A calculus of the absurd

22.4.2 The matrix representation of a linear transformation

The best way to understand this is to do a lot of examples, with specific linear transformations and vector spaces. It’s easy to get lost, sinking, “not waving but drowning” in the steaming soup of generality. As they don’t say, a little reification ¹³⁵¹³⁵ Meaning turning something abstract into something concrete. every day keeps the doctor away.

Let’s assume that we have a linear transformation $T: V \to W$, and we would like to find its matrix representation. It’s really easy to get confused here, but don’t lose sight of the goal. We need some information about $V$ and $W$, specifically

• A basis for $V$, denoted as $\mathcal {B} = \{\beta _i\}_{1 \leqq i \leqq n}$.
• A basis for $W$, denoted as $\mathcal {C} = \{\gamma _i\}_{1 \leqq i \leqq m}$.

We then pick an arbitrary vector, $\mathbf {v} \in V$, and finds its representation as a linear combination of $\beta $, that is we find

\begin{equation} \mathbf {v} = \sum _{1 \leqq i \leqq n} v_i b_i \end{equation}

But we’re not after $\mathbf {v}$, we’re after $T(\mathbf {v})$! Therefore, we apply $T$ to both sides, giving

\begin{align} T(\mathbf {v}) &= T\left (\sum _{1 \leqq j \leqq n} v_j \beta _j\right ) \\ \end{align}

We now use liberally the fact that $T$ is linear.

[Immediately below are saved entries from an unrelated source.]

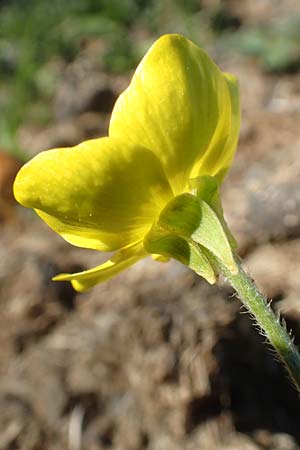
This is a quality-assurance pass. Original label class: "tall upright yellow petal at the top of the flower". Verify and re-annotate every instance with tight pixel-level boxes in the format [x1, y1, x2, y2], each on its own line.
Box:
[109, 35, 240, 194]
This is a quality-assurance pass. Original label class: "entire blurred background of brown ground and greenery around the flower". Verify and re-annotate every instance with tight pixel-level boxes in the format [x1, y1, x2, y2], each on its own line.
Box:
[0, 0, 300, 450]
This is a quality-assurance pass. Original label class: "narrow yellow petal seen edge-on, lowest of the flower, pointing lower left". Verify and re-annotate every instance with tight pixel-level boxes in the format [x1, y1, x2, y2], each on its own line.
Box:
[52, 242, 147, 292]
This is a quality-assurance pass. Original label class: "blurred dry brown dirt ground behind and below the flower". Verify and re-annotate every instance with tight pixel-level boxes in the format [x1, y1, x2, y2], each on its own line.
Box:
[0, 6, 300, 450]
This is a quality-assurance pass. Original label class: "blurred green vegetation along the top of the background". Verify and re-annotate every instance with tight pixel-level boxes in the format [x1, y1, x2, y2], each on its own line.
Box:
[0, 0, 300, 153]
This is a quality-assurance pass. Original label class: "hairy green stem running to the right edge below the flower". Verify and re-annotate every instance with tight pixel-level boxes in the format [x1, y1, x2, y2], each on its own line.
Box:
[215, 260, 300, 393]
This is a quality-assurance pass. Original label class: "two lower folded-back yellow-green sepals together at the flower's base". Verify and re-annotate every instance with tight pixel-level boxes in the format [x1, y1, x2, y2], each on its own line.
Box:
[144, 193, 238, 284]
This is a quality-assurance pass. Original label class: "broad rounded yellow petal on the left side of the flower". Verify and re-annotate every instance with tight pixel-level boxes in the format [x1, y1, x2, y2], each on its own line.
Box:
[14, 138, 172, 251]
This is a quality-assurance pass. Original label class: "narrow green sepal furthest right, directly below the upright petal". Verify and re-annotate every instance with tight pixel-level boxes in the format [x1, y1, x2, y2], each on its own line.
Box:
[189, 175, 237, 250]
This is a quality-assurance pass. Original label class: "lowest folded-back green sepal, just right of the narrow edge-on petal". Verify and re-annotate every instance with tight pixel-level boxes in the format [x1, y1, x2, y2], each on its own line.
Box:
[144, 224, 216, 284]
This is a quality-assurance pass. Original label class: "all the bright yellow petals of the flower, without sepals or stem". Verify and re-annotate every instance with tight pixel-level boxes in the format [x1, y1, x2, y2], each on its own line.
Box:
[14, 34, 239, 291]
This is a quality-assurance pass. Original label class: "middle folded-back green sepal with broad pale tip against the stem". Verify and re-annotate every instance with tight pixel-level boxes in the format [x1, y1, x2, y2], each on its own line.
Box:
[156, 194, 238, 274]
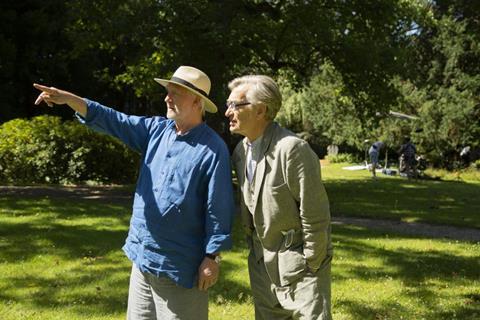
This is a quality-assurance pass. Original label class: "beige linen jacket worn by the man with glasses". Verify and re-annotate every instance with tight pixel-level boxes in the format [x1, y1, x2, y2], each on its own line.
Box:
[232, 122, 333, 286]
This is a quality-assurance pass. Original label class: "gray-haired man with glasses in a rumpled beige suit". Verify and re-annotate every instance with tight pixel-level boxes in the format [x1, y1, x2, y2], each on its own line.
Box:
[225, 75, 332, 320]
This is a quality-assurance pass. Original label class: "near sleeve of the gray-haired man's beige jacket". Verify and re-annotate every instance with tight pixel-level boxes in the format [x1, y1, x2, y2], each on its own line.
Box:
[286, 141, 330, 270]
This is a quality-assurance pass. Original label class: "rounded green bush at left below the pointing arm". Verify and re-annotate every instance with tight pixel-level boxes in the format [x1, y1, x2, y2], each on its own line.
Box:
[0, 116, 139, 183]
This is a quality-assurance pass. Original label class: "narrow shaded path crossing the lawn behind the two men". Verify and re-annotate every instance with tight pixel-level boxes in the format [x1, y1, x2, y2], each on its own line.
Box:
[0, 186, 480, 242]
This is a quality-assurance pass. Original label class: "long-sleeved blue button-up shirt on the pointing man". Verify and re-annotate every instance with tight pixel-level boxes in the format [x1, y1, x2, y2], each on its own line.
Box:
[79, 99, 234, 288]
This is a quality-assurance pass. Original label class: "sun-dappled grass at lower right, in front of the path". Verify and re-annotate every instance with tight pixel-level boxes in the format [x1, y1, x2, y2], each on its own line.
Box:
[332, 225, 480, 320]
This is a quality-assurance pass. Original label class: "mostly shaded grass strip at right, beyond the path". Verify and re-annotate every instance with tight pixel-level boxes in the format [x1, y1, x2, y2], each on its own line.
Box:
[322, 163, 480, 228]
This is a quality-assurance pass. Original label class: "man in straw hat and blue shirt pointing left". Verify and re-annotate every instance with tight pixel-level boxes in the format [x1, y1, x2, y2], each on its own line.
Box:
[34, 66, 234, 319]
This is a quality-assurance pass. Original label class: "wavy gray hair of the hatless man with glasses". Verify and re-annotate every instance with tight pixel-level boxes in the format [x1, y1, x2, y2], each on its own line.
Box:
[228, 75, 282, 120]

\begin{align} T(\mathbf {v}) &= \sum _{1 \leqq j \leqq n} v_j T(\beta _j) \end{align}

We’re not dealing with a concrete linear transformation, so “all” we can say is that for each $i$, $T(\beta _j)$ will give us a vector in $W$ and that we can certainly write this as a linear combination of $\mathcal {C}$, as it is a basis for $W$. Every $T(\beta _j)$ is a linear combination of the $m$ vectors in $\mathcal {C}$, i.e. $T(\beta _j) = \sum _{1 \leqq i \leqq m} \left (a_{i,j}\right ) \gamma _i$. Substituting this in, we get

\begin{align} T(\mathbf {v}) &= \sum _{1 \leqq j \leqq n} v_j \left (\sum _{1 \leqq i \leqq m} a_{i,j} \gamma _i\right ) \\ &= \sum _{1 \leqq i \leqq m} \gamma _i \left (\sum _{1 \leqq j \leqq n} a_{i, j} v_j\right ) \\ &= \sum _{1 \leqq i \leqq m} \left (\sum _{1 \leqq j \leqq n} a_{i, j} v_j\right ) \gamma _i \end{align}

Now, from the definition of a co-ordinate vector, as $\gamma _1, ..., \gamma _m$ are the basis vectors for $\mathcal {C}$, the representation of $T(v)$ as a co-ordinate vector in this basis is just

\begin{align} [T(v)]_{\mathcal {C}} &= \begin{pmatrix} \sum _{1 \leqq j \leqq n} a_{1, j} v_j \\ \sum _{1 \leqq j \leqq n} a_{2, j} v_j \\ ... \\ \sum _{1 \leqq j \leqq n} a_{m, j} v_j \\ \end {pmatrix} \\ &= \underbrace { \begin{pmatrix} a_{1, 1} & a_{1, 2} & ... & a_{1, n} \\ a_{2, 1} & a_{2, 2} & ... & a_{2, n} \\ ... & ... & ... & ... \\ a_{m, 1} & a_{1, 2} & ... & a_{1, n} \end {pmatrix} }_{\text {Let this be $\mathbf {A}$.}} \begin{pmatrix} v_1 \\ v_2 \\ ... \\ v_3 \end {pmatrix} \label {where we defined A} \end{align}

Which is exactly what we wanted to find. Specifically, the $j$th column of the matrix $\mathbf {A}$ (as defined in Equation 22.123) is the co-ordinate vector (in the ordered base $\mathcal {C}$) of the result of $T(\beta _j)$.